Reacting to India's growing ties with the US fuelled by their nuclear deal, Iran on Thursday hoped that New Delhi would maintain an independent foreign policy "as before" and soon finalise the tri-nation pipeline that also includes Pakistan.
Tehran also vigorously protested against sanctions imposed by Washington due to its nuclear programme suspected by the West of developing nuclear weapons and asked other countries to join in condemning "American unilateralism".
"Relations between India and Iran are of high importance. The ties between the two countries are deep-rooted and very old," Iranian Interior Minister Mostafa Pourmohammadi, who is currently on a four-day visit to India, told reporters in New Delhi.

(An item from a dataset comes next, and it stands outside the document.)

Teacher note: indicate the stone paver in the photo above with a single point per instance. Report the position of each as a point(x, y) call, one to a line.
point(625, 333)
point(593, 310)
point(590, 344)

The Iranian minister met Prime Minister Manmohan Singh and External Affairs Minister Pranab Mukherjee on Wednesday and discussed with them the entire gamut of bilateral and regional issues, including the Iranian nuclear programme.
Pourmohammadi also met Home Minister Shivraj Patil and National Security Adviser MK Narayanan.
He said that Manmohan Singh had assured him that India too does not approve of American unilateralism.
"We have received assurances from many countries that they do not approve of American unilateralism. The same assurance has been conveyed to us by India," Pourmohammadi said.
Saying that India and Iran enjoy good relations and cooperation in cultural, economic and political areas, he said his country hoped that Indian national interests and relations in the region are not "affected by external elements".
"India has an independent foreign policy and will act according to its national interests," Pourmohammadi replied when asked whether he thought India's vote against Iran in the International Atomic Energy Agency (IAEA) was guided by independent thinking or was influenced by American pressure.
"We are expecting the same (independent position from India) and hope it will be repeated in international fora," he said.
"It is an internal issue of India. We would like to see India maintains its foreign policy as before," Pourmohammadi said when asked about his views on the India-US nuclear deal.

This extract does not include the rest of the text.